Von ihrer Auswanderung aus der Pfalz war zwischen Franz und Trudi nicht mehr die Rede gewesen, seit sie notgedrungen den Entschluß dazu gefaßt hatten. Das war an demselben Tage morgens geschehen, da Kaspar mittags auf dem Abtshofe das Auftauchen Ebendorffers in Wachenheim gemeldet hatte, und vor der gegenwärtigen Sorge, welche Folgen sein Erscheinen für Trudi haben würde, mußten alle auf die Zukunft gerichteten Pläne zurücktreten. Als aber die von der Anwesenheit des Meiers drohende Gefahr nicht allein mit ihm selber verschwunden war, sondern auch mittelbar das tatkräftige Vorgehen der Stadtgemeinde gegen jede Freiheitsbeschränkung in Trudis Dasein zuwege gebracht hatte, dachten die Liebenden nicht mehr daran, das schöne Pfälzerland fluchtartig zu verlassen. Lebten sie doch jetzt der frohen Hoffnung, daß ihnen durch die angerufene Gnade des Pfalzgrafen das Verbleiben hier ungekränkt gestattet und zugleich das einzige ihrer ehelichen Verbindung entgegenstehende Hindernis beseitigt werden würde.

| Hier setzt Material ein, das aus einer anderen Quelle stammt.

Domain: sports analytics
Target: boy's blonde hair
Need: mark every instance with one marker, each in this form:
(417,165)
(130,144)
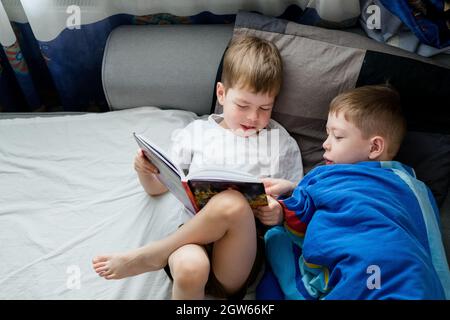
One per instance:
(374,110)
(254,64)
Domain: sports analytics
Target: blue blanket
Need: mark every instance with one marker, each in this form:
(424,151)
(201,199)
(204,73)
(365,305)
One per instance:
(362,231)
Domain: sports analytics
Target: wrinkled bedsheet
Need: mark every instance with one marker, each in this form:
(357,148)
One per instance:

Die Zeit des Wartens auf die Rückkehr der nach Heidelberg Entsandten kürzte Franz der Geliebten durch häufige Besuche, bei denen er sie seiner unbegrenzten Siegesgewißheit teilhaftig zu machen nicht müde wurde. Sie hing mit unverwandten Augen an seinen redseligen Lippen, als wollte sie in sein Innerstes schauen, ob er von der Erfüllung ihres und seines sehnlichsten Wunsches wirklich so fest überzeugt wäre wie er vorgab. In wechselnder, bald gehobener, bald bedrückter Stimmung lauschte sie seinen treuherzigen Versicherungen, sie mit einem träumerischen Lächeln oder einem schwermütigen Seufzer begleitend. Denn sie, die in früherer Zeit soviel Bitternis und Leid zu ertragen und in jüngster Zeit soviel Schrecken und Angst auszustehen gehabt hatte, wagte noch nicht, nun auf einmal an ein so großes Glück zu glauben, das ihr jetzt nicht mehr in nebelhafter Ferne aufdämmerte, sondern schon aus greifbarer Nähe winkte.

Als aber der dritte und auch der vierte Tag nach der Abfahrt der Deputation verging, ohne sie zurückzubringen, sank Trudis Hoffnung tiefer und tiefer, und auch Franzens Zuversicht geriet in ein so bedenkliches Schwanken, daß er seine wachsende Befürchtung kaum noch verhehlen konnte.

Endlich gegen Abend des fünften Tages kam Kaspar spornstreichs angetrabt und wurde von Patz mit einem so unbändigen Freudengebell begrüßt, daß die Insassen des Abtshofes sofort an der Haustür erschienen. »Wir sind wieder da!« rief er atemlos aus, »und die andern lassen euch sagen, allem Anschein nach hätten sie ihren Zweck erreicht, aber genaues wüßten sie nicht.«

»Wo sind sie denn?« fragten Madlen und die Mädchen wie aus einem Munde.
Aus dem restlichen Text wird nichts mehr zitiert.